[tune] How to evaluate from multiple checkpoints

I’ve tuned hyperparameters of a rllib policy by tune and saved many checkpoints. I’m trying to restore them and evaluate them by using compute_action.

But how can I evaluate them at the same time and use something like FIFO scheduler, since I want to evaluate hundreds of checkpoints on 40 cpus (one cpu per evaluation).

Thanks in advance.

Hi @RaphaelCS,

Have a look at the documentation on evaluating with rollout here: RLlib Training APIs — Ray v1.2.0

If you need more customization you can copy/edit this file: ray/rollout.py at master · ray-project/ray · GitHub

Thanks for your reply!

I’ve read the documentation and know how to evaluate one checkpoint.

But I have hundreds of checkpoints, I want to evaluate them on 40 cpus (one cpu per evaluation). So how can I evaluate them?
One possible method is writing a bash script which run the evaluation command one by one. But this cannot efficiently utilize all the 40 cpus.

Thus, I am wondering if I can use FIFO scheduler in tune to treat all the checkpoints?
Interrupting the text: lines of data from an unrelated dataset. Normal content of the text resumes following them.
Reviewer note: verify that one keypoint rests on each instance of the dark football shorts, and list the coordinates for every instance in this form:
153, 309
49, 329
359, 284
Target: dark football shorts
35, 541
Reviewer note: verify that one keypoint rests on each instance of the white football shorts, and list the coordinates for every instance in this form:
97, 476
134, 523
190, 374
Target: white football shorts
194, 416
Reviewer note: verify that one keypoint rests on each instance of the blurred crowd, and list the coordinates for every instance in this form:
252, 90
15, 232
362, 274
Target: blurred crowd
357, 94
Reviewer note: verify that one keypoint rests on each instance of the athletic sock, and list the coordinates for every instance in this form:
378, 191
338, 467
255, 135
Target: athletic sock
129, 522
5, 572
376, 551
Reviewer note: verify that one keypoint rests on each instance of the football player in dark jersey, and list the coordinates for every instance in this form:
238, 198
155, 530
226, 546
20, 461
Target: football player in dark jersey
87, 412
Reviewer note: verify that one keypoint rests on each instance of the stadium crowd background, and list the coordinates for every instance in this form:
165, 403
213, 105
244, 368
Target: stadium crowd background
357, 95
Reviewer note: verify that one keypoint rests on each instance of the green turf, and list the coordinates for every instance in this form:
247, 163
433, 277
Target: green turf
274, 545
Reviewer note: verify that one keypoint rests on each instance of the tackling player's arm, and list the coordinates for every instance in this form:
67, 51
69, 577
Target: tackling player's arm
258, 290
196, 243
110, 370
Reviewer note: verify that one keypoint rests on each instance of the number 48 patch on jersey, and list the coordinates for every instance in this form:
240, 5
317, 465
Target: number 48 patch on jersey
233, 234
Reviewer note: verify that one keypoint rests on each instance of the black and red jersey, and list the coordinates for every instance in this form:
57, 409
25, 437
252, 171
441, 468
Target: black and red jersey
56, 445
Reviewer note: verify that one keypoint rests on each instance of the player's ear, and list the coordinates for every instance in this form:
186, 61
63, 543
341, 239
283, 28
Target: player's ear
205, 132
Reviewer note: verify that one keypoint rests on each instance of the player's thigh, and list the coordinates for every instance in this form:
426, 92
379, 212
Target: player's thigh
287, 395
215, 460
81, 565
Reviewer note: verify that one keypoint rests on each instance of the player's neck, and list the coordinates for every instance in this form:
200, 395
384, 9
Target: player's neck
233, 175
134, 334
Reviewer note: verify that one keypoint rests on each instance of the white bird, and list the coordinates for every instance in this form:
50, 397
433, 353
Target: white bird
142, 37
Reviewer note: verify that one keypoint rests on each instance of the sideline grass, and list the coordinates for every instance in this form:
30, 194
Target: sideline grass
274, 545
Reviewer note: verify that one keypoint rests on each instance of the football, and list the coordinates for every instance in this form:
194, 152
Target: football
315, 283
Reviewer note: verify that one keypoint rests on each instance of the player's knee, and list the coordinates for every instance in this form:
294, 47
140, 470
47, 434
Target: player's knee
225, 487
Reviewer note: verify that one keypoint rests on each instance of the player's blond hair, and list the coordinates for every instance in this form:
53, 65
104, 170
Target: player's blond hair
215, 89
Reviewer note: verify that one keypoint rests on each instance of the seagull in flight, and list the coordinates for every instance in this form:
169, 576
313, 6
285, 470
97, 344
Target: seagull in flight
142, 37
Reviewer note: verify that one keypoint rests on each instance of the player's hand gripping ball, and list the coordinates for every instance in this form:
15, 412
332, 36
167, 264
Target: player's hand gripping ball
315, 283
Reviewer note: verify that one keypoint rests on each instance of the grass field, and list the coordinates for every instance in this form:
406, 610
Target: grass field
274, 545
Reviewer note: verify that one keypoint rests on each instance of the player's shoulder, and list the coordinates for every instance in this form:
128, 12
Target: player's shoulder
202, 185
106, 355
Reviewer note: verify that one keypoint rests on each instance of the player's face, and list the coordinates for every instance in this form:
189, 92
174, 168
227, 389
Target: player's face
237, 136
Generally this should be quite straightforward. If you put your rollout command into a trainable function like this:

def run_rollout(config):
    checkpoint_path = config["checkpoint"]
    # ...

And then use Ray Tune to call it:

        "checkpoint": [

You might also want to call tune.report() in the trainable function to report the evaluation results.

Does this make sense?

I was not clear enough in my response. Thanks @kai for clarifying what I was suggesting.

@RaphaelCS your other option of you have the time /spare resources and your not doing something g special with the checkpoints is to run an evaluation at the same interval that you checkpoint. Then you will not have to do it as a seperate step afterwards.

RLlib Training APIs — Ray v2.0.0.dev0

Thanks for your reply!

I thought there might be simpler way since now we create a new Trainable (run_rollout) and have to restore manually the original Trainable inside run_rollout.

But what you’ve put forward really meets my need!

Yes, I see.

But what I need is to evaluate the checkpoints after training. Checkpoints are determined by a evaluation metric during training (just like what you’ve put forward), and there are more metrics that I want to evaluate after training.

Anyway, thanks for your help!